米10年債利回りは1.61%台へ一段高となる8月4日の1.12%以降の高値を更新した。一方で豪10年債利回りも8日に1.67%へ上昇、11日午前には1.70%台へ到達しており、米長期債利回り上昇と同調しつつ遅れをとっていない。ドル円は日銀の緩和政策長期化により長期債利回りもさほど動かないとみて日米長期金利差から急伸、豪ドル米ドルも米長期債利回り上昇でも確りすることで豪ドル円としてはドル円の上昇に刺激されつつも豪ドル米ドルが確りすれば上昇基調を継続しうる展開となっている。ただし、豪中銀の利上げ想定は2024年とされて米連銀には政策スタンスとして遅れをとっているので、米長期債利回り上昇が金融市場全般の主要テーマとなると豪ドル米ドルも上昇できずに豪ドル円の上昇継続にとっては足かせとなる可能性がある。

今週の注目材料 10月14日の豪雇用統計

今週は10月14日に9月の豪雇用統計がある。
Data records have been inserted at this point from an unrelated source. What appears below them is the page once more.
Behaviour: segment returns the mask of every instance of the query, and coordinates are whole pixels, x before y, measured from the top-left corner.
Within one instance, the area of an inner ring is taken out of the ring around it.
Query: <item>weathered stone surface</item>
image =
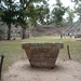
[[[23,43],[32,67],[53,68],[63,43]]]

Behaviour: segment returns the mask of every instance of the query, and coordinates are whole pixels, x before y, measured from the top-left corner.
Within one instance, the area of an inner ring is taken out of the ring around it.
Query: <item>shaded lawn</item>
[[[18,41],[0,41],[0,55],[4,54],[3,70],[8,69],[12,63],[26,58],[22,42],[63,42],[64,49],[59,51],[58,57],[68,59],[67,45],[70,46],[71,58],[81,62],[81,41],[75,39],[59,39],[59,37],[37,37]]]

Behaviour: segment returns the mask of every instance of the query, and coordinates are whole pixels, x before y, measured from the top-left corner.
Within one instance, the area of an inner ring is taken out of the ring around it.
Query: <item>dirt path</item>
[[[81,81],[81,64],[57,59],[54,69],[37,69],[28,60],[18,60],[3,73],[3,81]]]

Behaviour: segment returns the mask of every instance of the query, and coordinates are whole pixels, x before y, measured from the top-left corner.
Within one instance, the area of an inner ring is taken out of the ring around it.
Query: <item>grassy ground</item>
[[[26,58],[24,50],[22,50],[22,42],[63,42],[64,49],[59,52],[59,57],[68,59],[67,45],[70,46],[71,58],[81,63],[81,41],[76,41],[72,38],[59,39],[59,37],[37,37],[26,40],[15,41],[0,41],[0,55],[4,54],[3,70],[12,63]]]

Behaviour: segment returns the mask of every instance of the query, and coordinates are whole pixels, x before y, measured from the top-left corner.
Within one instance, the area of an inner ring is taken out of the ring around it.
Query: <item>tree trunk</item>
[[[11,40],[11,24],[8,25],[8,40]]]
[[[23,27],[23,36],[22,36],[22,39],[25,39],[26,38],[26,27]]]

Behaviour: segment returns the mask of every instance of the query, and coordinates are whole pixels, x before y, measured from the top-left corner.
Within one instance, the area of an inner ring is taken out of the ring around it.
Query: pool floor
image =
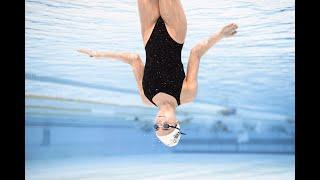
[[[294,155],[144,154],[26,161],[26,179],[295,179]]]

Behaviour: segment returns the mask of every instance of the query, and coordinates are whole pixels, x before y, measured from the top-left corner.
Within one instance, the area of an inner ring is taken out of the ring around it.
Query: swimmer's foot
[[[78,49],[80,53],[87,54],[89,57],[97,57],[97,52],[89,49]]]
[[[225,27],[223,27],[219,34],[222,36],[222,37],[231,37],[233,36],[234,34],[237,33],[237,30],[238,29],[238,26],[235,24],[235,23],[231,23],[229,25],[226,25]]]

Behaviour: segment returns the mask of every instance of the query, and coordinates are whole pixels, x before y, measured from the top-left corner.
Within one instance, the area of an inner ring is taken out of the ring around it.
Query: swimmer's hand
[[[235,24],[235,23],[231,23],[229,25],[226,25],[225,27],[223,27],[219,34],[220,36],[222,37],[231,37],[233,36],[234,34],[237,33],[237,30],[238,29],[238,26]]]
[[[89,55],[89,57],[97,57],[98,56],[97,51],[93,51],[93,50],[89,50],[89,49],[78,49],[77,51],[80,53],[83,53],[83,54],[87,54],[87,55]]]

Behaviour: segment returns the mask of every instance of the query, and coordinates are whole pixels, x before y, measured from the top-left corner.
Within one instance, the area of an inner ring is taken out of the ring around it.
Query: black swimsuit
[[[159,92],[173,96],[180,105],[185,78],[181,62],[182,46],[170,37],[160,16],[145,47],[146,63],[142,80],[144,94],[155,106],[152,98]]]

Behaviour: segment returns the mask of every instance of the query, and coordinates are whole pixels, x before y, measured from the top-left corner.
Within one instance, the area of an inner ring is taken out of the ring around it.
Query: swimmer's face
[[[174,112],[158,112],[155,117],[155,124],[158,126],[161,126],[157,131],[156,134],[158,136],[165,136],[170,134],[172,131],[174,131],[174,128],[169,128],[167,130],[163,129],[163,124],[169,124],[171,126],[175,126],[178,123],[178,120],[176,119],[176,115]]]

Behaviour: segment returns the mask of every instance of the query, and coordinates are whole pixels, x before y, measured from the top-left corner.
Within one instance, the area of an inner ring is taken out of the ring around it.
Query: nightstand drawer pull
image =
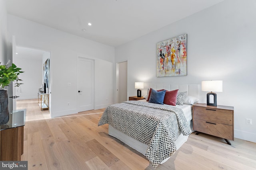
[[[215,110],[215,109],[205,109],[206,110],[212,110],[213,111],[216,111],[216,110]]]
[[[208,123],[211,123],[211,124],[213,124],[214,125],[216,125],[216,123],[214,123],[208,122],[208,121],[206,121],[206,122]]]

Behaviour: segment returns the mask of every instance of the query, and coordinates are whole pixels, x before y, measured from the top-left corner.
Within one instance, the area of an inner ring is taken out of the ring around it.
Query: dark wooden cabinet
[[[234,141],[234,107],[196,104],[193,106],[194,130]]]

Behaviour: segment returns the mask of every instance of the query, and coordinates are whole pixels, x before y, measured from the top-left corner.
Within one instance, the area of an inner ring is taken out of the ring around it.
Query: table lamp
[[[202,81],[202,91],[204,92],[211,92],[206,94],[206,100],[208,106],[217,106],[217,94],[214,92],[222,92],[222,81]],[[210,95],[213,96],[213,103],[210,102]]]
[[[144,83],[143,82],[135,82],[135,88],[138,88],[137,90],[137,97],[141,97],[141,90],[144,88]]]

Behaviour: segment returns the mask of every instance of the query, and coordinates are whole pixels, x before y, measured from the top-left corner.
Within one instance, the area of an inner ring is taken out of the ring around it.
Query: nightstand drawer
[[[195,131],[234,141],[232,125],[194,119],[193,126]]]
[[[233,125],[233,111],[194,106],[193,118]]]

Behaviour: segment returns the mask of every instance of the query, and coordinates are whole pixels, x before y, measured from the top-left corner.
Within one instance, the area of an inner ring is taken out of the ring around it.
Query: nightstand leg
[[[225,139],[225,140],[226,141],[227,143],[228,143],[228,144],[229,145],[231,145],[231,143],[230,143],[229,141],[228,141],[228,139]]]

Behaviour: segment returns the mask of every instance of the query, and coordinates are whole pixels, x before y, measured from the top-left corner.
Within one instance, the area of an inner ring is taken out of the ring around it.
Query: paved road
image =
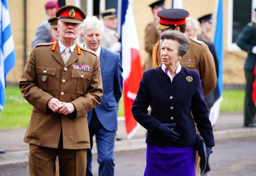
[[[256,173],[256,139],[246,138],[216,142],[211,154],[211,176],[254,176]],[[116,152],[117,176],[141,176],[145,164],[146,150]],[[97,156],[93,156],[93,172],[98,175]],[[28,162],[0,166],[0,176],[29,176]]]

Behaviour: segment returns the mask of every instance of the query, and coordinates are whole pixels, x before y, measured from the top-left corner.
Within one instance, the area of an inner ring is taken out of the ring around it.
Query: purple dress
[[[147,144],[144,176],[195,176],[196,149]]]

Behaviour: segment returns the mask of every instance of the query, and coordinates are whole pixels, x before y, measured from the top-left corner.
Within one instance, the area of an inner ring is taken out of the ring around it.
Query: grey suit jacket
[[[50,32],[51,26],[46,18],[40,24],[36,32],[36,36],[31,44],[31,48],[40,43],[52,42],[52,34]]]

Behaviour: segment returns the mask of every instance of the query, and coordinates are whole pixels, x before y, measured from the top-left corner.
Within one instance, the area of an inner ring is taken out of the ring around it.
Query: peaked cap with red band
[[[157,16],[160,17],[160,21],[156,28],[163,30],[171,26],[176,26],[186,24],[186,18],[189,16],[189,13],[184,9],[171,8],[159,11]]]
[[[55,14],[58,20],[72,23],[82,23],[86,18],[85,13],[82,10],[71,5],[60,8]]]

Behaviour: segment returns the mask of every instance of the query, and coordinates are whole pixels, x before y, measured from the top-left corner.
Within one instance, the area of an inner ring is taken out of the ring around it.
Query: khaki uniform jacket
[[[62,130],[63,148],[89,148],[87,113],[100,103],[103,94],[99,58],[77,46],[65,64],[58,44],[55,51],[52,46],[45,43],[32,49],[19,82],[22,96],[34,106],[24,142],[57,148]],[[91,70],[74,70],[78,64]],[[54,97],[71,102],[76,110],[66,116],[54,113],[47,105]]]
[[[204,96],[205,97],[216,87],[217,76],[214,60],[208,46],[203,42],[190,37],[189,38],[190,41],[189,49],[181,58],[180,63],[186,68],[199,72]],[[153,53],[153,62],[155,68],[162,64],[161,50],[158,43],[153,48],[153,52],[156,53],[157,56],[156,57]]]
[[[156,43],[160,39],[160,30],[156,28],[159,20],[156,20],[148,24],[145,30],[145,50],[148,56],[144,64],[144,70],[147,70],[152,68],[152,50]]]

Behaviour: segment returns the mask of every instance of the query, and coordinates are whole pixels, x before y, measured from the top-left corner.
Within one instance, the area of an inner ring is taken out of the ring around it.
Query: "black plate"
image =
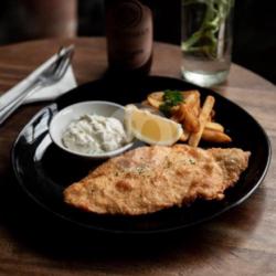
[[[86,176],[97,163],[72,157],[53,145],[49,136],[49,124],[54,114],[67,105],[83,100],[102,99],[123,105],[138,103],[150,92],[168,88],[198,88],[202,98],[206,95],[215,96],[216,120],[225,126],[233,138],[227,147],[238,147],[252,152],[247,170],[238,183],[226,191],[225,199],[220,202],[197,201],[188,208],[171,208],[136,217],[84,213],[63,203],[63,189]],[[164,232],[210,220],[247,199],[264,179],[269,160],[269,140],[251,115],[215,92],[168,77],[148,77],[131,84],[102,79],[82,85],[36,114],[20,132],[12,149],[12,166],[17,179],[36,203],[72,223],[113,233]]]

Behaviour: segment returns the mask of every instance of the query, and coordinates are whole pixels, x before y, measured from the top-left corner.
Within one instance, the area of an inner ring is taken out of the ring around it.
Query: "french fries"
[[[211,142],[231,142],[232,139],[226,134],[213,129],[204,128],[202,139]]]
[[[232,141],[231,137],[224,132],[224,127],[214,121],[215,110],[213,107],[215,98],[213,96],[206,96],[201,107],[199,91],[180,93],[183,99],[180,98],[180,103],[170,109],[170,119],[181,124],[183,127],[180,141],[188,142],[192,147],[198,147],[201,140],[217,144]],[[144,103],[159,109],[164,104],[163,95],[164,92],[151,93]]]
[[[199,120],[200,120],[200,128],[197,132],[193,132],[190,138],[189,138],[189,141],[188,144],[192,147],[198,147],[199,142],[200,142],[200,139],[201,139],[201,136],[203,134],[203,130],[205,128],[205,125],[206,125],[206,121],[208,121],[208,118],[213,109],[213,106],[214,106],[214,97],[213,96],[208,96],[203,106],[202,106],[202,109],[201,109],[201,113],[200,113],[200,116],[199,116]]]

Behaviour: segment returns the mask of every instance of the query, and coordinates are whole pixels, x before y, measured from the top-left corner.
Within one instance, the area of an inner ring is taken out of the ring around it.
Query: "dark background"
[[[32,14],[25,12],[24,2],[23,0],[0,2],[1,45],[41,39],[31,32]],[[153,10],[155,40],[180,44],[180,0],[147,2]],[[76,35],[105,35],[104,0],[77,1]],[[276,1],[236,0],[233,62],[276,83]]]

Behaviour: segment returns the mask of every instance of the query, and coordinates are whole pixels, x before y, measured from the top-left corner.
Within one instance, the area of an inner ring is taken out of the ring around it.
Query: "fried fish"
[[[151,146],[109,159],[64,190],[64,201],[100,214],[139,215],[195,199],[222,200],[248,166],[248,151]]]

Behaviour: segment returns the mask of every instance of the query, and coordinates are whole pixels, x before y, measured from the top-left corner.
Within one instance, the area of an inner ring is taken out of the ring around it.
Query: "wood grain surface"
[[[99,78],[107,67],[104,39],[25,42],[0,47],[0,94],[70,43],[76,45],[78,84]],[[180,77],[180,64],[177,46],[155,44],[151,74]],[[214,89],[261,123],[275,151],[275,86],[232,65],[227,83]],[[38,208],[11,172],[13,140],[46,104],[22,106],[0,127],[0,275],[276,275],[274,155],[265,181],[246,202],[200,226],[135,238],[83,233]]]

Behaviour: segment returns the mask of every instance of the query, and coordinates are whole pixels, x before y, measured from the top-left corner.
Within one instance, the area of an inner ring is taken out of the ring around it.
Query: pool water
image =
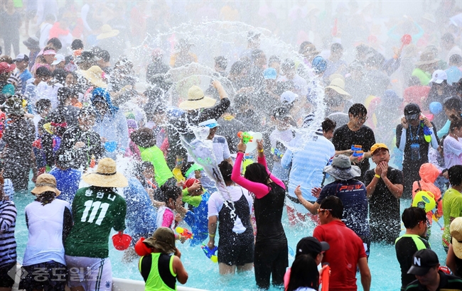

長期化するロックダウンについてはワクチン普及率を踏まえて10月中旬から後半にかけて解除されてウィズ・コロナ政策へと向かい、NSW州では10月11日も解除が見込まれているが、9月までの豪経済指標はロックダウン長期化の中にあって低調な展開であり、7-9月期のマイナス成長も危惧されている。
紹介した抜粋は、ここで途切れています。